Комната напротив светилась как обычно. Пурпур халата по-прежнему резал глаза на фоне кремовых стен. Лина посмотрела на девушку, потом на Сургучева, выглядевшего бодро и уверенно. Его лицо, освещенное луной, пылало необычайным воодушевлением. Глаза были наполнены искренней радостью.
- Так вот ты какой, Сургучев,- негромко, но достаточно внятно и отчетливо произнесла Лина и включила в комнате свет.- Ты просто маньяк. Ты - маньяк!- засмеялась она натужно, сквозь зубы.
Сургучеву стало ужасно неловко. От появления жены у него сразу будто сковало всё, он покраснел и моментально сник. Неторопливо, как во сне, повернул к ней голову и так и застыл, глядя в накаленные брезгливостью глаза. Если бы он еще что-то сказал в свое оправдание или что-то произнес, она бы не так вспылила, но его молчание вывело её из себя. Лина вспыхнула, набычилась, бросилась на него с кулаками, стала беспорядочно наносить удары по груди и плечам. Сургучев всё терпел, абсолютно, казалось, ничего не воспринимая и не чувствуя. Только стоял и смотрел куда-то мимо, даже в этой ситуации словно игнорируя ее. Это доконало Лину. Она выпустила свои коготки и попыталась расцарапать Сургучеву лицо - пусть все увидят, какая он дрянь! Но тогда Сургучев очнулся, спросил отрешенно: "Что ты, Лина?" - и попробовал увернуться, слегка оттолкнув жену от себя. И она, не удержав равновесия, упала на диван, замолкла на мгновение, потом истерично рассмеялась, вскинула на Сургучева уничижительный, полный презрения взгляд и с губительнейшим ядом в голосе произнесла:
- Ты маньяк, Сургучев, маньяк!
Сургучева сильно кольнуло в груди. Всё внутри будто сжалось. Он с трудом нашел в себе силы выйти из комнаты и добрести до кухни...
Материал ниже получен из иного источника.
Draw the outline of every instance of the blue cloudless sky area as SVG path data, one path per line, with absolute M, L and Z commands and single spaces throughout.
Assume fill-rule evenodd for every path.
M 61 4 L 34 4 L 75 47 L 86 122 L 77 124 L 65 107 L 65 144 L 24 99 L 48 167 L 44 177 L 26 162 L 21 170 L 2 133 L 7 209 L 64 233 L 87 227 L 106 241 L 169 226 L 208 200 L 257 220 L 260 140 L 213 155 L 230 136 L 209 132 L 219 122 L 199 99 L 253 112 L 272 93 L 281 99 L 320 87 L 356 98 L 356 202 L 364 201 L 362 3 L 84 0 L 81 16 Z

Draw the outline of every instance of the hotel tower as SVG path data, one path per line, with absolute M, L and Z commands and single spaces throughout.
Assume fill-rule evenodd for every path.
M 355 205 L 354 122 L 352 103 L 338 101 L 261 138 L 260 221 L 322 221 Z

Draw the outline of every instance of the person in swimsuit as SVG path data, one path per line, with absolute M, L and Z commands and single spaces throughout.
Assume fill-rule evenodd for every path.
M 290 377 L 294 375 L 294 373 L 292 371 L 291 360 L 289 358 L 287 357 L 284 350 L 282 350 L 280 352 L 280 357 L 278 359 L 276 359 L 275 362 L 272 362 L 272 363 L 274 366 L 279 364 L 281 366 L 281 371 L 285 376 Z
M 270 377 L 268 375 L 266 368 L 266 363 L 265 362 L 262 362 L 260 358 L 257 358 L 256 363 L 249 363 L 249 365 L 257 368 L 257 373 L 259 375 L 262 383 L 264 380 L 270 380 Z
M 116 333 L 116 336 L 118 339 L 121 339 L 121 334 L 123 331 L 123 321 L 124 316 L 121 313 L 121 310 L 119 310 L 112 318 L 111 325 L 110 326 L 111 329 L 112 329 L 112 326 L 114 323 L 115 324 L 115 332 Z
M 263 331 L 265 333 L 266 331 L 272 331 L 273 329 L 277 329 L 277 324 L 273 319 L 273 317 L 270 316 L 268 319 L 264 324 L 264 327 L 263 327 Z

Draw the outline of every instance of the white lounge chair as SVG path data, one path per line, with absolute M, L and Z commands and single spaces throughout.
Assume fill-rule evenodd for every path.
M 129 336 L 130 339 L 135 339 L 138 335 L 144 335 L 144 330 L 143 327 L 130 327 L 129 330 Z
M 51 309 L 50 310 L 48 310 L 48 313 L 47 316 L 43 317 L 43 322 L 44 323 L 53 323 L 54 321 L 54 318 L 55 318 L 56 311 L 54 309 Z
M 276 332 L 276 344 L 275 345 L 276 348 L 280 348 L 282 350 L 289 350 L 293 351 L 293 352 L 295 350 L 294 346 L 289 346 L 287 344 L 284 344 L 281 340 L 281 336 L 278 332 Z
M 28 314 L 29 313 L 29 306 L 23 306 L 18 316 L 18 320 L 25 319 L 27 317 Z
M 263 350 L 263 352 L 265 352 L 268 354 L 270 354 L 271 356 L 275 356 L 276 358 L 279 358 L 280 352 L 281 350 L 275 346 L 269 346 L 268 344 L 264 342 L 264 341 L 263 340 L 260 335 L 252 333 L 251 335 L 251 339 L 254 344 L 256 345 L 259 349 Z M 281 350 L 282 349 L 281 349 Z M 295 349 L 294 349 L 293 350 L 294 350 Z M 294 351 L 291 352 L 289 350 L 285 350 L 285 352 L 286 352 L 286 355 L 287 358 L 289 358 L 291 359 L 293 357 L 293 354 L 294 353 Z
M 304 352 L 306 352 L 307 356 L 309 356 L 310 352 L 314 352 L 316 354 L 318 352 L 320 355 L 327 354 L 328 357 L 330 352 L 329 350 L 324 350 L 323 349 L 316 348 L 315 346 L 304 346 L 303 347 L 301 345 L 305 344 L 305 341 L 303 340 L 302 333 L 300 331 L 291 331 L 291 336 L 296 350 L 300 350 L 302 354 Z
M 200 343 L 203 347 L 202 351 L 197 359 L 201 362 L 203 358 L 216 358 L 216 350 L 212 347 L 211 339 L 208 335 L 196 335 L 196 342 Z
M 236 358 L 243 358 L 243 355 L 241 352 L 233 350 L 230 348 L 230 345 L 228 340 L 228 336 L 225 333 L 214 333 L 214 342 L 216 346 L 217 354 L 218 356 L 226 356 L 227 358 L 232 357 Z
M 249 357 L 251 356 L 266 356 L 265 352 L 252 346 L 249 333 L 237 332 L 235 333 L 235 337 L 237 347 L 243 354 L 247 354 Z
В тот вечер Сургучев не написал ни единой строчки. Написанное накануне эссе о его высоких чувствах, переживаемых при созерцании прекрасного, редакция журнала не приняла. Главный редактор не удосужился даже ответить на его письмо, поручив это сделать редактору отдела. Тот небрежно черкнул всего пару слов, из которых следовало, что в журнале по этому вопросу имеется материал получше. Сургучев знал, что это обыкновенная отписка, что в журнале нет ни подобной статьи, ни подобного заказа. Они просто решили раз и навсегда отделаться от него. Видно, он и в самом деле захирел.
Да и по городу вовсю толковали о том, что Сургучев заглядывает в чужие окна к молоденьким девушкам. Приятели стали сторониться Сургучева, близкие друзья спрашивали, правда ли то, что о нем говорят, на что Сургучев только пожимал плечами и старался перевести всё на шутку. На людях он еще пытался казаться веселым и непоколебимым, но в душе понимал: его убивают, его уничтожают духовно, но кто и зачем?
Ручка не слушалась его, чернила не ложились на лист, и бумага больше не пахла тем особым запахом, который так настраивал Сургучева на работу. Он уже избегал по вечерам даже смотреть во двор. Но раз, когда жены не было дома, все-таки не удержался, взглянул в то, так много давшее ему окно, однако оно, к сожалению, оказалось потухшим. Не появилась девушка в нем и на следующий день. Может быть, уехала? Сургучев теперь напрасно каждый вечер стоял у окна, напрасно ждал, что зажжется в знакомом окне свет, и эфемерная муза в пурпуре вдохнет в его немощную душу свежие силы.
А сегодня к тому же луна совсем исчезла с небосвода, И Сургучев понял - это закатилось его солнце, ушло его счастье, навсегда и безвозвратно.